Firm Data (firm_data.json)

Agent-level time series for all firms.

Structure

{
  "production": {
    "0": {"1001": 500000, "1002": 750000, "1003": 2000000},
    "1": {"1001": 480000, "1002": 720000, "1003": 1900000},
    "2": {"1001": 450000, "1002": 690000, "1003": 1800000}
  },
  "inventory": {
    "AGR_KHM": {
      "0": {"1001": 50000, "1002": 75000},
      "1": {"1001": 45000, "1002": 70000}
    }
  },
  "finance": {
    "0": {"1001": 100000, "1002": 150000, "1003": 400000}
  }
}

Key Variables

Variable Description Units
production Output produced per time step Model currency
production_target Planned production Model currency
product_stock Finished goods inventory Model currency
inventory Input inventories by sector Model currency
purchase_plan Planned purchases by supplier Model currency
finance Financial position Model currency
profit Profit/loss per time step Model currency

Analysis Examples

import json
import pandas as pd
import matplotlib.pyplot as plt

# Load firm data
with open('firm_data.json', 'r') as f:
    firm_data = json.load(f)

# Convert to DataFrame
production_df = pd.DataFrame(firm_data['production']).T
production_df.index = production_df.index.astype(int)

# Plot total production over time
total_production = production_df.sum(axis=1)
total_production.plot(title='Total Production Over Time')
plt.ylabel('Production (Model Currency)')
plt.xlabel('Time Step')
plt.show()

# Calculate production losses
baseline = total_production.iloc[0]
losses = baseline - total_production
cumulative_loss = losses.cumsum()

print(f"Peak loss: {losses.max():.0f}")
print(f"Total cumulative loss: {cumulative_loss.iloc[-1]:.0f}")

Household Data (household_data.json)

Consumption patterns and welfare impacts.

Structure

{
  "consumption": {
    "0": {"hh_1": 15000, "hh_2": 22000},
    "1": {"hh_1": 14500, "hh_2": 21000}
  },
  "spending": {
    "0": {"hh_1": 15000, "hh_2": 22000},
    "1": {"hh_1": 15200, "hh_2": 22500}
  },
  "consumption_loss": {
    "0": {"hh_1": 0, "hh_2": 0},
    "1": {"hh_1": 500, "hh_2": 1000}
  }
}

Key Variables

Variable Description Units
consumption Goods/services consumed Model currency
spending Total expenditure Model currency
consumption_loss Unmet demand Model currency
extra_spending Price increase impacts Model currency

Country Data (country_data.json)

International trade impacts.

Structure

{
  "exports": {
    "0": {"CHN": 500000, "THA": 300000},
    "1": {"CHN": 480000, "THA": 290000}
  },
  "imports": {
    "0": {"CHN": 200000, "THA": 150000}
  }
}

Transport Flows (flow_df_*.csv)

Detailed transport flow data by time step.

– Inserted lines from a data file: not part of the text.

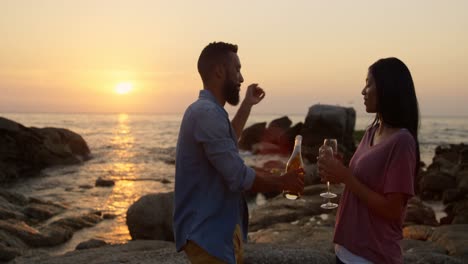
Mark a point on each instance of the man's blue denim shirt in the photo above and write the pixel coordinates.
(210, 180)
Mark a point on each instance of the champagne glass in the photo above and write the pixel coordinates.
(328, 151)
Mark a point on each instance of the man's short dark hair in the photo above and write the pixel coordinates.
(213, 54)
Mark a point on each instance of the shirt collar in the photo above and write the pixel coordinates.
(208, 95)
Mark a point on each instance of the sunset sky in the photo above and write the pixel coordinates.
(71, 56)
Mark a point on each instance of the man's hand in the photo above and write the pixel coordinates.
(253, 95)
(293, 181)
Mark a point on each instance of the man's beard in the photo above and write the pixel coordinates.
(231, 94)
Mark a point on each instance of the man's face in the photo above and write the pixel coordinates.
(233, 80)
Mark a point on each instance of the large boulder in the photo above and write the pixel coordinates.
(151, 217)
(25, 151)
(419, 214)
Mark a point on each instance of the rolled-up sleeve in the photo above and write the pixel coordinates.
(212, 130)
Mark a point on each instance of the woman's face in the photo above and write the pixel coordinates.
(370, 94)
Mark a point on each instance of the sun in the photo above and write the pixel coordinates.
(123, 87)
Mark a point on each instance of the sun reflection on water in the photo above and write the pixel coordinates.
(122, 170)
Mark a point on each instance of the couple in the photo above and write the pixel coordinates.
(210, 213)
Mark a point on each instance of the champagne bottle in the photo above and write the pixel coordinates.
(294, 163)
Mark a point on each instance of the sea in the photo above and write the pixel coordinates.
(137, 152)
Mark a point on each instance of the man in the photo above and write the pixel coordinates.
(210, 213)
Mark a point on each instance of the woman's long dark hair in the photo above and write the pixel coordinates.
(397, 104)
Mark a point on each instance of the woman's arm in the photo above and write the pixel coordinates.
(388, 206)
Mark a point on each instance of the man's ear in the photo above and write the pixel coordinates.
(219, 71)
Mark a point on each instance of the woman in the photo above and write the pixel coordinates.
(380, 177)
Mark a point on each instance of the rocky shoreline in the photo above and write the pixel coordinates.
(280, 231)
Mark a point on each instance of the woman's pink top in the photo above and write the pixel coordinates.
(387, 167)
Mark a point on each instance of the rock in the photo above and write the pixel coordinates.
(42, 211)
(459, 212)
(7, 214)
(418, 246)
(151, 217)
(279, 254)
(462, 179)
(281, 210)
(429, 258)
(453, 238)
(418, 232)
(252, 135)
(109, 216)
(100, 182)
(264, 148)
(7, 253)
(451, 195)
(165, 181)
(141, 252)
(14, 198)
(92, 243)
(24, 152)
(419, 214)
(433, 183)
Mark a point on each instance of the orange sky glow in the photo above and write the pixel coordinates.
(68, 56)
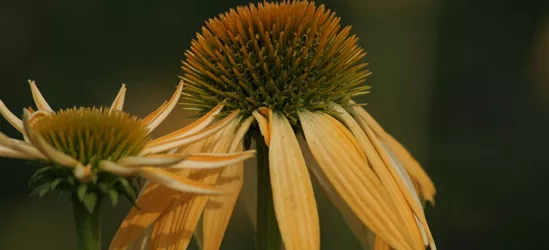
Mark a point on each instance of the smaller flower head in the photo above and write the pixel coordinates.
(101, 151)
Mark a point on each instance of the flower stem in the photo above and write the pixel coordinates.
(268, 235)
(88, 225)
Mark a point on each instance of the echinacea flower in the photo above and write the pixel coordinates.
(290, 70)
(98, 152)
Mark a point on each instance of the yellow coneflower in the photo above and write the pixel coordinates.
(291, 71)
(98, 152)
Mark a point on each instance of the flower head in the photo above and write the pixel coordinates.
(97, 152)
(290, 69)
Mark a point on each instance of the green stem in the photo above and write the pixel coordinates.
(268, 235)
(88, 225)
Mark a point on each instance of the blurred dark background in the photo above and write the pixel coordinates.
(463, 84)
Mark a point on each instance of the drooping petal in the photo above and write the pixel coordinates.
(21, 147)
(293, 196)
(361, 232)
(152, 160)
(152, 149)
(43, 146)
(117, 169)
(118, 103)
(177, 182)
(219, 209)
(39, 100)
(385, 172)
(11, 118)
(195, 127)
(10, 153)
(264, 126)
(213, 160)
(161, 115)
(427, 188)
(345, 167)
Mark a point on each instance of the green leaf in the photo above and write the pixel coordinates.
(90, 200)
(128, 188)
(54, 184)
(81, 191)
(104, 187)
(114, 197)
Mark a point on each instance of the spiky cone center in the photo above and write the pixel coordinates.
(90, 135)
(285, 56)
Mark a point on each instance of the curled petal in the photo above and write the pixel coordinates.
(20, 146)
(213, 160)
(11, 118)
(39, 100)
(195, 127)
(293, 197)
(177, 182)
(151, 160)
(117, 169)
(44, 147)
(83, 174)
(264, 127)
(161, 115)
(118, 103)
(10, 153)
(151, 149)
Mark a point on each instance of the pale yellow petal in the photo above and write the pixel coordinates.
(118, 103)
(346, 169)
(293, 196)
(43, 146)
(264, 127)
(152, 149)
(427, 188)
(39, 100)
(385, 172)
(213, 160)
(177, 182)
(218, 210)
(151, 160)
(193, 128)
(361, 232)
(10, 153)
(117, 169)
(21, 147)
(11, 118)
(160, 116)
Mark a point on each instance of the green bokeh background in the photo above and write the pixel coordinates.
(463, 84)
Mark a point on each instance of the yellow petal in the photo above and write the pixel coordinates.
(346, 169)
(117, 169)
(152, 202)
(152, 149)
(218, 210)
(415, 170)
(263, 126)
(151, 160)
(43, 146)
(20, 147)
(213, 160)
(293, 196)
(161, 115)
(118, 103)
(361, 232)
(39, 100)
(10, 117)
(10, 153)
(193, 128)
(386, 173)
(176, 182)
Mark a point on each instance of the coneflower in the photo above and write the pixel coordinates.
(290, 70)
(92, 153)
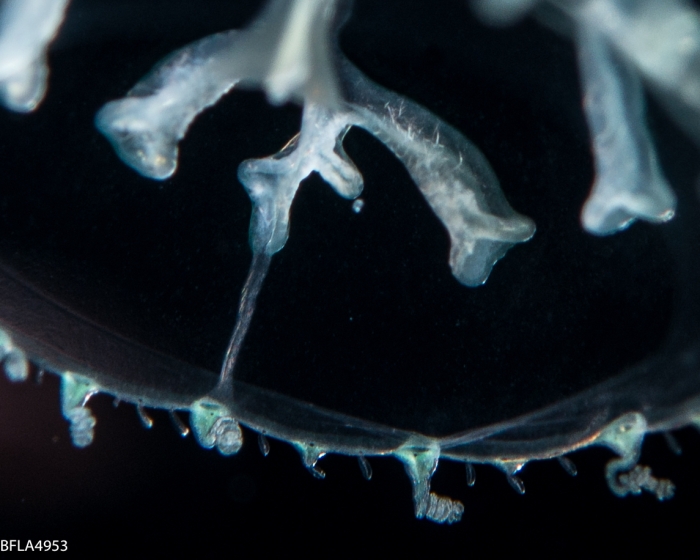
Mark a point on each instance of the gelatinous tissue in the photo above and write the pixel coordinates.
(291, 52)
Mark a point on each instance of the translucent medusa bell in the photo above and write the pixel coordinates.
(363, 328)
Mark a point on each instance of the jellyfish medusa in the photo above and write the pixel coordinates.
(75, 321)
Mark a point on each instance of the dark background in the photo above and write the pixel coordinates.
(166, 261)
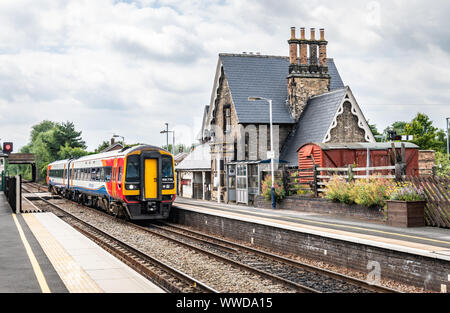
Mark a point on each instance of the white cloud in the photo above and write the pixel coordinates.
(128, 67)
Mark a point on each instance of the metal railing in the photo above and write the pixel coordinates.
(13, 192)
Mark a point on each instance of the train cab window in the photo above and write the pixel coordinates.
(102, 174)
(132, 174)
(119, 176)
(108, 173)
(167, 169)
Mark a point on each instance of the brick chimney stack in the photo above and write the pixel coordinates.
(303, 48)
(293, 47)
(306, 79)
(313, 49)
(322, 49)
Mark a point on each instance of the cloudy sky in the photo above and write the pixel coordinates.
(127, 67)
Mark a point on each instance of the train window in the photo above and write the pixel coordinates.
(108, 173)
(132, 173)
(119, 179)
(167, 169)
(102, 174)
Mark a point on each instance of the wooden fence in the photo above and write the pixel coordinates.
(437, 193)
(314, 179)
(436, 189)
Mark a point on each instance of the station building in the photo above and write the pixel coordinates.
(310, 104)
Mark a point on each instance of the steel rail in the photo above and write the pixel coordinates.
(290, 262)
(272, 277)
(137, 259)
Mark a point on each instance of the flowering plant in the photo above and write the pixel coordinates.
(407, 192)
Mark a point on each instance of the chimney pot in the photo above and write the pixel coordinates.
(302, 33)
(292, 32)
(322, 34)
(313, 34)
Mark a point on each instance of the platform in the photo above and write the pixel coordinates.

edge_id,from_node,to_node,transport_mode,flow_volume,flow_value,travel_time
edge_001,node_123,node_456,roads,1500,750000,2.5
edge_002,node_456,node_789,roads,800,400000,1.8
edge_003,port_001,port_002,maritime,5000,2500000,24.0

Columns

Column Description Units
edge_id Transport link identifier -
from_node Origin node -
to_node Destination node -
transport_mode Mode of transport -
flow_volume Physical flow volume Tons
flow_value Economic value Model currency
travel_time Transit time Hours

Spatial Data

Firm Locations (firm_table.geojson)

Spatial firm data with attributes and results.

{
  "type": "Feature",
  "properties": {
    "pid": 1001,
    "sector": "AGR_KHM",
    "region": "Phnom_Penh",
    "eq_production": 500000,
    "final_production": 450000,
    "production_loss": 50000,
    "importance": 0.15
  },
  "geometry": {
    "type": "Point",
    "coordinates": [-104.866, 11.555]
  }
}

Key Attributes

Attribute Description Type
pid Firm identifier integer
sector Region_sector code string
eq_production Baseline production float
final_production End production float
production_loss Total impact float
importance Economic importance float

Household Locations (household_table.geojson)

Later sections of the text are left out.